Multi-granularity alignment proxy hashing for cross-modal retrieval
摘要
With the rapid development of multimedia technologies and social networking platforms, massive volumes of multi-modal data are being generated, increasing the demand for efficient information retrieval. To improve retrieval efficiency and better serve users in daily life and work, cross-modal retrieval has become a key research focus. Although deep cross-modal hashing methods have made significant progress, several challenges remain, including: 1) Insufficient expressive power of single-granularity semantic learning. 2) Lack of precise cross-modal alignment. 3) Missing or redundant use of explicit semantic labels. This paper proposes a novel method called Multi-Granularity Alignment Proxy Hashing (MAPH) to address these challenges. MAPH is designed to mine semantic concepts at multiple granularities while aligning heterogeneous modalities at the conceptual level for multi-modal, multi-granularity hash learning.
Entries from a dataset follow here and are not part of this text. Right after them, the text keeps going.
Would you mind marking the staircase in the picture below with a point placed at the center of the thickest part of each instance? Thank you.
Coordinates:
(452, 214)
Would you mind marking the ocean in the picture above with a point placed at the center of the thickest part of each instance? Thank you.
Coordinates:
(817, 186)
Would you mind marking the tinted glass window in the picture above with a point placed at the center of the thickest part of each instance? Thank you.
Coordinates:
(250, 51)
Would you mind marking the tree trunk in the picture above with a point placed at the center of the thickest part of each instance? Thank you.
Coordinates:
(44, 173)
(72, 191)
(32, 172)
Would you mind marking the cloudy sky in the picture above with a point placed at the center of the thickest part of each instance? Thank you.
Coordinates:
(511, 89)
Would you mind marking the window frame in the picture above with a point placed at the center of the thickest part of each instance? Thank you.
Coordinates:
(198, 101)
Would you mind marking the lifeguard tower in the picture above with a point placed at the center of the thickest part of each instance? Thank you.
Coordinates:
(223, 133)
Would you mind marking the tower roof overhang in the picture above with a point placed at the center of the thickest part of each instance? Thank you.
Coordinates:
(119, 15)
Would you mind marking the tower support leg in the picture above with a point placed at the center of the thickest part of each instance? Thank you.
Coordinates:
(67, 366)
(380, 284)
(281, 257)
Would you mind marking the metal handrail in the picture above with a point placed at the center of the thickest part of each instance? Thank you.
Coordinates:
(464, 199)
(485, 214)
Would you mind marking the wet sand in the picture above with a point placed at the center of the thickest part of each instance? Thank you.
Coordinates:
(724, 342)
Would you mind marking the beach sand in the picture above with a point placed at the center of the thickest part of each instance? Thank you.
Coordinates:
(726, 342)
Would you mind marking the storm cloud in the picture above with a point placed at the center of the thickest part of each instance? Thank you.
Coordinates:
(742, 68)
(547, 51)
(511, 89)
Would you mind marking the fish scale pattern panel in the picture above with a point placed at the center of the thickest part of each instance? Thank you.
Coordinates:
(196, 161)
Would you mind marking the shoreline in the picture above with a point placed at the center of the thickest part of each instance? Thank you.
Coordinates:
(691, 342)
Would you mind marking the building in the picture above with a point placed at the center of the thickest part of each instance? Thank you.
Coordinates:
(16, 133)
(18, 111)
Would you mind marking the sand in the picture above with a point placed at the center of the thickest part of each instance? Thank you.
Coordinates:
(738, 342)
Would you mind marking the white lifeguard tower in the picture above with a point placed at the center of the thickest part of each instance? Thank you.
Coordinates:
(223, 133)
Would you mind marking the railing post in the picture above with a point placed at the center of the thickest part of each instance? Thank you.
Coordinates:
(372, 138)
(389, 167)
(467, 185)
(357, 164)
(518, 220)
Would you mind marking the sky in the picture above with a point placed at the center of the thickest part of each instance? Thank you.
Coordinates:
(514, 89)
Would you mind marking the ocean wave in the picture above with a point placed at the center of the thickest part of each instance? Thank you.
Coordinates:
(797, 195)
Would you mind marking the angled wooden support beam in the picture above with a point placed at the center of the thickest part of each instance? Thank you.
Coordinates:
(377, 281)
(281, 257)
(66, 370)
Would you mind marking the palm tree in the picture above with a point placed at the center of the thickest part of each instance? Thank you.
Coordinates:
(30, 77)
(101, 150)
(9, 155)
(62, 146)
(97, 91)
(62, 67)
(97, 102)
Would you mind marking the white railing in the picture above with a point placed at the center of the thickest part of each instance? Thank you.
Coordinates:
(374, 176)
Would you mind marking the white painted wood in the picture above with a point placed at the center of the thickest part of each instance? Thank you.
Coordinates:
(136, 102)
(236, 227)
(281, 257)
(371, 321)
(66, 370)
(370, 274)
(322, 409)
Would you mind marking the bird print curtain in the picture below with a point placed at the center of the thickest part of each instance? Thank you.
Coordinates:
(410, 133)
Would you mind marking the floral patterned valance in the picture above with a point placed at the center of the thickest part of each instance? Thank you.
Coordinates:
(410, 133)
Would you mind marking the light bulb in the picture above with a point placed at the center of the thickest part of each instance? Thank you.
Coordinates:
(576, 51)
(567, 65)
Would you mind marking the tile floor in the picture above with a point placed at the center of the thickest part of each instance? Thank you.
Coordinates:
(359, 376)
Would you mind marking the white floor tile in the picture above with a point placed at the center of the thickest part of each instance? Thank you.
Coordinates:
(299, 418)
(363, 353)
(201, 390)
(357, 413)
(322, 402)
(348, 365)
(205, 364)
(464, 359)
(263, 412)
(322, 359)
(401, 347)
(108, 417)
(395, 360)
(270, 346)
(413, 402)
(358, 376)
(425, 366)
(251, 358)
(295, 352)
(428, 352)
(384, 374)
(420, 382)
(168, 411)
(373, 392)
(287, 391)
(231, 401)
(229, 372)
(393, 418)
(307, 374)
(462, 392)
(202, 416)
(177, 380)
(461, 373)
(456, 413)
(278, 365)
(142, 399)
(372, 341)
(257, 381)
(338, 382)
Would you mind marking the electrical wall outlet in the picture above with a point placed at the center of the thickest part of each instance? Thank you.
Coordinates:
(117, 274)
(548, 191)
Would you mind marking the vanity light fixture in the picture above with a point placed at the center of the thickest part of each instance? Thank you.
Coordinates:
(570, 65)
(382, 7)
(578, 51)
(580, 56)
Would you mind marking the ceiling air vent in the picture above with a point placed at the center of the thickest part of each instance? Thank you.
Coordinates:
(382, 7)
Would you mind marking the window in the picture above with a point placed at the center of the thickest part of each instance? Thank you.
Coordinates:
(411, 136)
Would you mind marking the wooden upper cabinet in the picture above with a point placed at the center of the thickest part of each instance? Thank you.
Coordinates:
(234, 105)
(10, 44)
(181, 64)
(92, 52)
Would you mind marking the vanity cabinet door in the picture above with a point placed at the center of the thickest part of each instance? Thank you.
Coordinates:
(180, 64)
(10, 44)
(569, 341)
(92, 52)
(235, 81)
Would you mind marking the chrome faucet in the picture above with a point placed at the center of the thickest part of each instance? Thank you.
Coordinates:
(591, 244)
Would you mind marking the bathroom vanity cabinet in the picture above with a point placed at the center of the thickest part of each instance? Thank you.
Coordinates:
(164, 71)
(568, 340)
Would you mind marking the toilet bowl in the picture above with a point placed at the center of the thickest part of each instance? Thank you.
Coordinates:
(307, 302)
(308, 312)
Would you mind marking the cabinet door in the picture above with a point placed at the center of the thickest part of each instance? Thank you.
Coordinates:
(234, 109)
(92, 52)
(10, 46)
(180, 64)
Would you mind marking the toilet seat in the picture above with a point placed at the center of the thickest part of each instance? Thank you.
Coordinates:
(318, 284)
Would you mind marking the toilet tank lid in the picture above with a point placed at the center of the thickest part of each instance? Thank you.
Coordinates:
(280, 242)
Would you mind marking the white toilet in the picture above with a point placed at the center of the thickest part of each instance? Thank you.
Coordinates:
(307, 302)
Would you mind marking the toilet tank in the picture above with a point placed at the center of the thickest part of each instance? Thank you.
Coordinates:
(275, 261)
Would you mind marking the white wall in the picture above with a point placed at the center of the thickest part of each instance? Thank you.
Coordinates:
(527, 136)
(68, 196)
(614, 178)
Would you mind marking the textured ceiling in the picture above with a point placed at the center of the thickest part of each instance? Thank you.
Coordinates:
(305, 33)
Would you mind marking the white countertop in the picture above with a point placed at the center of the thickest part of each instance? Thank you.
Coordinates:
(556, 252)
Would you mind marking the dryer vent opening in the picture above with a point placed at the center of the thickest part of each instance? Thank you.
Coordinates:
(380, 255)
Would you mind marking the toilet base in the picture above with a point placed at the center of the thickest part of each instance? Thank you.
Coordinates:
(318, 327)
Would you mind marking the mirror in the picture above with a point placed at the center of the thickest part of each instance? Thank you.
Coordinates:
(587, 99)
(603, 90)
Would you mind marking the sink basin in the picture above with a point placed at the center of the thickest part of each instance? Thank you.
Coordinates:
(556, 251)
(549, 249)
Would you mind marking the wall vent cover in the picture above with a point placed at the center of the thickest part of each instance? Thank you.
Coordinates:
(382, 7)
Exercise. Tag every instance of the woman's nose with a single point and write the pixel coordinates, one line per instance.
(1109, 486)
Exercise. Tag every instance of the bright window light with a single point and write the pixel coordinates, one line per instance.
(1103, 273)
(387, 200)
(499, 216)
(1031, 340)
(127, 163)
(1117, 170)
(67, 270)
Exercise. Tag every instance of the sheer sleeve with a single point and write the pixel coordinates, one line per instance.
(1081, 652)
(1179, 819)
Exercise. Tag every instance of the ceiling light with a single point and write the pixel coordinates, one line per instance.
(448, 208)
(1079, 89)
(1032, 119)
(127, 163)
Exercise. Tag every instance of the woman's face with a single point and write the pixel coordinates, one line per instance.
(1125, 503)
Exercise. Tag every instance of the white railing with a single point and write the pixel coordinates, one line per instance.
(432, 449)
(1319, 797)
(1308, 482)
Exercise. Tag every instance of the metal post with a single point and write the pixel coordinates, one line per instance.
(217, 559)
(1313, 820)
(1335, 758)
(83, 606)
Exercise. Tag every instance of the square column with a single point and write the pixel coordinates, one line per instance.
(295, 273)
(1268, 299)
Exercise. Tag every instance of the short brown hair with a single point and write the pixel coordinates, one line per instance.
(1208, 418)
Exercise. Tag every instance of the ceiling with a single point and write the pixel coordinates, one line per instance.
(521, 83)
Specifically, MAPH constructs a unified learning framework based on global-region-local multi-granularity features, enabling fine-grained semantic modeling via hierarchical feature extraction. Additionally, a contrastive learning-based multi-modal alignment module bridges the semantic gap between modalities and improves semantic consistency. MAPH also introduces a pairwise learning mechanism to optimize distance relationships between samples and incorporates a category proxy loss to enhance label semantic utilization, thus generating high-quality hash codes. Experiments on benchmark datasets show that MAPH significantly outperforms advanced methods in retrieval performance, validating its effectiveness.